Having 3 surgeries back to back including a brain surgery followed by depression of 1.5 years because of complete right side facial palsy resulting into permanent loss of smile, battling rejections in the form of my own acceptance or from others, facing body shaming (which continues even today), all at the same time, I never thought that i would complete it & will come out with flying colours. But, they say where there is a will, there is a way! & yes, indeed joining this prestigious B School, spending the three years there, seeing the confidence in the eyes of the teachers which I myself had lost it somehow, transformed me & it did it for good! I will always feel short of words to thanks this wonderful place to provide a platform to think big & to have an opinion on anything!
I always wanted to write and tell world my “story” just not because I wanted to gain sympathy or to prove anyone otherwise but just because i feel that if i can do it, anyone suffering through any kind of problem can do whatever they wish to achieve at any point of their life. You just have to believe in yourself, decide in what thing you want to invest yourself in when the world seems to fall apart, keep yourself busy rather than being anxious all the time, make yourself like that if it feels like putting your strong face next morning no matter you cried in the night before, JUST DO IT! Don’t self-pity. Shit happens with everyone. It was you this time, sometimes later it can be anyone else. So, please stop waking up and wishing I would have been somebody else! Indeed, stay true to who you are, be you! There are still many people who crave to get a life what we have be it a basic primary education for their children or food for just one day at a time.So, stop complaining to God that “why me!” when one can afford once treatment at least!
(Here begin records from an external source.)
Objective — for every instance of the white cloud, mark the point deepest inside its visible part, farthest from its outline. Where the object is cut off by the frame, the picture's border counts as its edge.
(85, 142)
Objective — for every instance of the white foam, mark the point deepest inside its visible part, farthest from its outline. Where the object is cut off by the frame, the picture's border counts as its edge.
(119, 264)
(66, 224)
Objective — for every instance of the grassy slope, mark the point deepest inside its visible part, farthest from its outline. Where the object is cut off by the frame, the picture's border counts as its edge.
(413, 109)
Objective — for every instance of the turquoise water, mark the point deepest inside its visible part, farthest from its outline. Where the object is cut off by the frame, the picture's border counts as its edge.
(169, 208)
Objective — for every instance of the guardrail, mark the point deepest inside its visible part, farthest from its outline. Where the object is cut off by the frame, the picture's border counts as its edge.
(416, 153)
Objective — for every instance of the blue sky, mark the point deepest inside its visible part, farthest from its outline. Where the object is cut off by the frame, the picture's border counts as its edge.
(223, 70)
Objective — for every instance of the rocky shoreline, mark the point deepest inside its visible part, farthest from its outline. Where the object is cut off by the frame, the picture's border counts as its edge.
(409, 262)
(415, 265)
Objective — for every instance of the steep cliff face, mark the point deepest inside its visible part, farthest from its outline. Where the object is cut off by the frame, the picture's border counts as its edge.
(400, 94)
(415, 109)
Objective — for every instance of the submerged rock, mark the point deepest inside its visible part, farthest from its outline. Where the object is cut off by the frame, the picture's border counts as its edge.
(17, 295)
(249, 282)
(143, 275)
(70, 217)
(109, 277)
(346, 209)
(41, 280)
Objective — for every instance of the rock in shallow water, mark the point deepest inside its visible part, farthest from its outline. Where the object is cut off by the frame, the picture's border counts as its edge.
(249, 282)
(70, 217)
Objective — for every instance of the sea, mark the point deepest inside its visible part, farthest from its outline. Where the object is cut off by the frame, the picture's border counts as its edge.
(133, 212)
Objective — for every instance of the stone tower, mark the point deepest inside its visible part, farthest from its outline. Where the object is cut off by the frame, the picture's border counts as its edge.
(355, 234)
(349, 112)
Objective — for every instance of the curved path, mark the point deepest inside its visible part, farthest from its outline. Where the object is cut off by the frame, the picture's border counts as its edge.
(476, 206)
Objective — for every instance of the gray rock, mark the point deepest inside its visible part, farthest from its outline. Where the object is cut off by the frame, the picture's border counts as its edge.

Just make the hell out of yourself,fall,rise,fall & get back to work again.Emotional resilience is not build in a single day but it takes long-term investment.In my case,I invested myself in studies parallely to challenge myself along with investment in my health and building relationships with people who mattered most to me at that time.But at the same time also,Do whatever makes you happy.Like I started travelling and reading a lot of good books on any topic of my interest.Don’t be too harsh on yourself.Spent quality time with people who lift you up.Be humble.Trust GOD.Treat yourself well.Love yourself but don’t live in a dreamy world.Life is unpredictable,so don’t take anything for granted & as i have a life before & life after this,i have came to understand that “being in the moment,putting your best feet forward in one thing at a time,always trying to be your best version & comparing yourself to your own being” can do wonders to anyone.
Be your own hero because “it’s really all in the mind”.And there is always a silver lining beyond the dark tunnel!